My holidays were filled with countless conversations with friends and family members about how to manage our feelings of fear and frustration surrounding the most recent Omicron variant that swept through the United States at a staggering speed. It seemed that the biggest dilemma was balancing being able to engage in holiday events while also being sensitive to spreading the virus & the needs of others.
I do not think its any secret that Covid-19 has created lots of chaos among families. The pandemic has exposed relationship stressors that already existed and has created an increased polarization among family and friends. Whatever was already bubbling up in your circle of love, is now boiling over. Covid has become the ultimate ‘pressure cooker;’ magnifying differences in values, communication styles, and bringing to the forefront any suppressed feelings you have been trying to bury for decades with siblings, friends or loved ones.
Getting clear on what we need is always the first step. However, I realized that figuring out HOW to ask for it is something we don’t always consider or know how to do. Once again, I found myself referencing DBT skills.
“I want to tell my brother he can’t come to our Christmas party without getting tested but I am not sure if I should or the best way to say it? I really don’t want to hurt his feelings.”
“I want to tell my best friend that next time she gets sick I need her to let me know as soon as possible, so I can protect my family.”
“I don’t want to go to the holiday party because I am not comfortable doing another COVID test and they are requiring me to do one.”
Ultimately, it is up to us to determine what we need and assert ourself with those we love.

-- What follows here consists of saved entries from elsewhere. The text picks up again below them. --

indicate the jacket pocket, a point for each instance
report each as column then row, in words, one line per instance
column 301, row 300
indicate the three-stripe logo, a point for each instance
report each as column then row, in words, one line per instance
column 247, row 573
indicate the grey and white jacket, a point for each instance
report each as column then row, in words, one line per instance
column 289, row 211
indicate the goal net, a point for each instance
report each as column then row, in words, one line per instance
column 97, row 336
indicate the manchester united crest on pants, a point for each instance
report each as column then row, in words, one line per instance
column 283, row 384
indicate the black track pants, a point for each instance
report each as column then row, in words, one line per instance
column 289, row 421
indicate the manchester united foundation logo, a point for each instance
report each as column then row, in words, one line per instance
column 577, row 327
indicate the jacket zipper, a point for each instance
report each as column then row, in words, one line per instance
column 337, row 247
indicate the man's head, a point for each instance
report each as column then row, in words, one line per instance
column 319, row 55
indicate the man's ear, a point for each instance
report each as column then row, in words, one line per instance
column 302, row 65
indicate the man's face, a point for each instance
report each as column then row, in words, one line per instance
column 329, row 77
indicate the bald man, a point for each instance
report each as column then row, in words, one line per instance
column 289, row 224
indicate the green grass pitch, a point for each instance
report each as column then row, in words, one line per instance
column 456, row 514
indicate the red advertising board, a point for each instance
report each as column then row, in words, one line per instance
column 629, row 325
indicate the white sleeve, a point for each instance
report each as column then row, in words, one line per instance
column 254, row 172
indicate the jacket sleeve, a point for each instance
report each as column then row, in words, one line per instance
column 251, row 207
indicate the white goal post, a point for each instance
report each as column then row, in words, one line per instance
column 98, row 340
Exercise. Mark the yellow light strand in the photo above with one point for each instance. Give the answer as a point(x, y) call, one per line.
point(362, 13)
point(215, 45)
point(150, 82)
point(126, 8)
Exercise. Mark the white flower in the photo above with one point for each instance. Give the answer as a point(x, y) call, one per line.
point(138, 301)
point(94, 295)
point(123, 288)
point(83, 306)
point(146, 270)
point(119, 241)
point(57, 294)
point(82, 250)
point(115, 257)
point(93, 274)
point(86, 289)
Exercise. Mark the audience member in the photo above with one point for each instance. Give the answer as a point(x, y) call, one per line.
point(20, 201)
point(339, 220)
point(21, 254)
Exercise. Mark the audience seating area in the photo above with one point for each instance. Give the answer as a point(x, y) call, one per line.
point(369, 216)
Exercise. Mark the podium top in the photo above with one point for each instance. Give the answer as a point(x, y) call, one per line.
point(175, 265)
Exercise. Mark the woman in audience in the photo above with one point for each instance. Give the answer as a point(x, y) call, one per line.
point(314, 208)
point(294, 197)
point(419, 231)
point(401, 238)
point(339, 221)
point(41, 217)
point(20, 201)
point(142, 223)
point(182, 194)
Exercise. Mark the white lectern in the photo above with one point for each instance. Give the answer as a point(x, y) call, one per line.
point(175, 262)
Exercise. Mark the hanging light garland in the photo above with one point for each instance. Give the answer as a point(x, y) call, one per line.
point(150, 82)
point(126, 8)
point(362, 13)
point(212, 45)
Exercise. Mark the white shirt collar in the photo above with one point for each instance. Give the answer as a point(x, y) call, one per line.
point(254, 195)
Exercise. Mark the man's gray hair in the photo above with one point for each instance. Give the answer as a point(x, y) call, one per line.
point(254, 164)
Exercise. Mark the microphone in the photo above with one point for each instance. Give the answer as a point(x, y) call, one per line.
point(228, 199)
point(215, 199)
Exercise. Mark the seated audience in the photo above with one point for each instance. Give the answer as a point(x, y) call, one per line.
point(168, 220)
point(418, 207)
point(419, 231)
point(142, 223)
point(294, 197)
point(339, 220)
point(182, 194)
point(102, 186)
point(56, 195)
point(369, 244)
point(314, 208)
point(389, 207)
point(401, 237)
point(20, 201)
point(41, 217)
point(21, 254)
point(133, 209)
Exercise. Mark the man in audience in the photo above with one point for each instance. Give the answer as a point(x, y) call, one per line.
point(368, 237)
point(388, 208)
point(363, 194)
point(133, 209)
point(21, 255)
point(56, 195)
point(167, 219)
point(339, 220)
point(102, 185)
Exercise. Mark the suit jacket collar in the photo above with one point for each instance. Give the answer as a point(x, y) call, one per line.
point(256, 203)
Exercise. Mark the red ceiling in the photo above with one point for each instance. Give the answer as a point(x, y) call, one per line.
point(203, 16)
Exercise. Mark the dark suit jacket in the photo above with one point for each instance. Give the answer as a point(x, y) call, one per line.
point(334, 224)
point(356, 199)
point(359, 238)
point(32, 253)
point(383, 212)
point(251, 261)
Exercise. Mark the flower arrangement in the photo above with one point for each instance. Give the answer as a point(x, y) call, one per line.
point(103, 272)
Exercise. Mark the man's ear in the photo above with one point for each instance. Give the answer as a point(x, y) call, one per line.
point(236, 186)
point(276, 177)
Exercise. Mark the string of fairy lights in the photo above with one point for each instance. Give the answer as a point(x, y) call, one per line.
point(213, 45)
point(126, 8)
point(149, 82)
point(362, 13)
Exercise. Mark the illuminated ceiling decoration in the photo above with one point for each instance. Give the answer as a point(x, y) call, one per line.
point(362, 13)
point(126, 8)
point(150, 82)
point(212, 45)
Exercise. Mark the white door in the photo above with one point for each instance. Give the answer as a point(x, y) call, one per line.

DBT offers us a way to be more effective in relationships while getting clear on our goals through this skill called CLARIFYING PRIORITIES. This skill allows us to clarify our goals prior to us ‘asking for what we want’ or ‘saying no’ in relationships so that we are both assertive AND effective.
First, Clarify which of the 3 priorities below is MOST important.
1. Getting What you Want, Refusing an unreasonable request (Objective Effectiveness)
2. How the other person feels about me after the interaction (Relationship Effectiveness)
3. How I want to feel about myself after the interaction (Self Respect Effectiveness)
Once you determine your priority, you can then utilize the DBT acronym below to help you know HOW to confront that person.
Next, use the skill that goes with your identified priority:
1. If getting what you want and meeting your goal is #1, you are going to use: DEAR MAN. DEAR: Describe the facts, Express your feelings, Assert your need, Reward the other person MAN: Be Mindful, Appear Confident, Negotiate
2. If it is most important for you to act in such a way that you maintain positive relationships and that others feel good about themselves and you, then you are going to use: DEAR GIVE.
GIVE: Be Gentle, Act Interested, Validate yourself and others, Use an Easy Manner
3. If your self respect is #1, then you are going to use DEAR FAST.
FAST: Be Fair to yourself & others, NO Apologies, Stick to your values, and be Truthful.
Once you figure this out, DBT offers you a clear roadmap. As with all of our DBT Skills, practice is the only way we can strengthen our communication skills! Being able to talk out the nuances of these skills with a trained professional allows us to become more comfortable communicating in a way that feels natural and not scripted. In addition, we can get clear on what stands in our way of becoming more effective and becoming the communicator we have always wanted to be!